Born on 4th of January 1341
Died on 15th of June 1381
Wat Tyler, leader of the Peasants’ Revolt in 1381, is a shadowy figure in British history, with little hard information about him until his involvement in that uprising, and some of that information throws other elements in doubt, possibly because in the time following his death history was written largely by those hoping to blacken his name.
A birth-date of 1341(possibly January 4) is given for Tyler, whose name is supposed to derive from his trade, though he is also thought to have travelled to France in the service of Richard Lyons, a merchant from London. He is widely supposed to have been an Essex man, though it was in Kent that his part in the rebellion began.

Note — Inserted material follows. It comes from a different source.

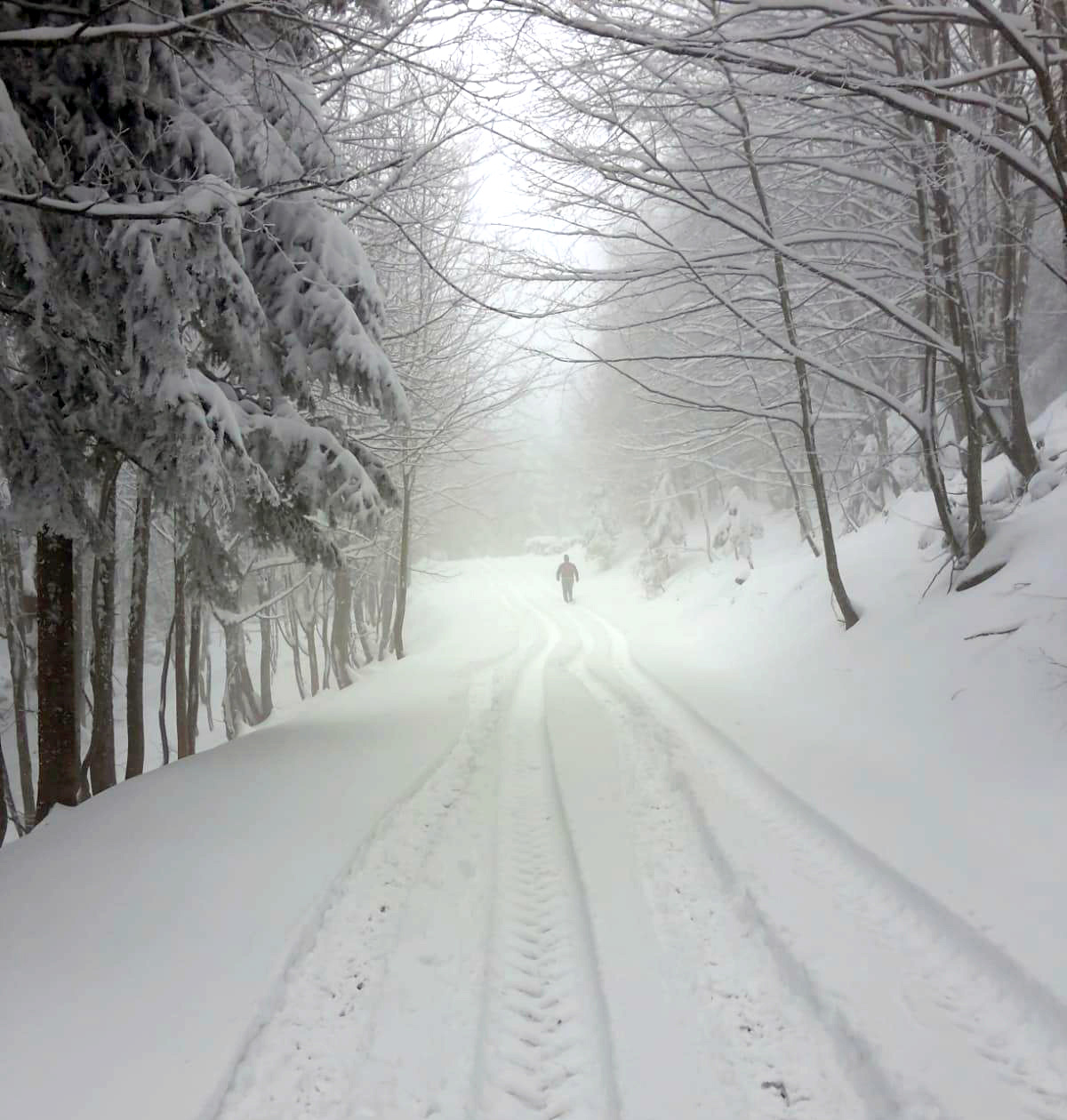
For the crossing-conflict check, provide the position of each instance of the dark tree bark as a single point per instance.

After the Peasants’ Revolt began with the seizure of Rochester Castle in Kent in early June, Tyler was chosen by his fellows to be one of their leaders, which at the very least suggests he had presence or leadership quality. He went on to take Canterbury, with enormous symbolic significance, on June 10, and then organised his forces to march on London, camping at Blackheath. The march had augmented the ragged army’s numbers to perhaps 50,000, and emboldened by this strength Tyler entered London at their head and were allowed by the guards into the Tower, such was their mutual loathing of Simon Sudbury, the hated Lord Chancellor and Archbishop of Canterbury. The rebels seized Sudbury and beheaded him on the spot.
Tyler, with John Ball and Jack Straw, drew up a charter which was presented to the 14 year old Richard II. This was a radical document, demanding that serfdom should end, and removing wage and other restrictions on labourers. When the young king rode to meet the rebels at Smithfield on June 15 Tyler chose to meet with him unarmed and alone, a fatal error made according to some sources because Tyler was drunk, though this may be subsequent propaganda. Versions of the meeting differ, with some suggesting Tyler was insolent, others adding that he rudely demanded wine. All agree, however, that Sir William Walworth, Lord Mayor of London, stabbed or slashed Tyler with his sword, wounding him. Tyler was either finished off there by a squire, Ralph Standish, or taken to St Bartholomew’s Hospital, whence he was later dragged and beheaded.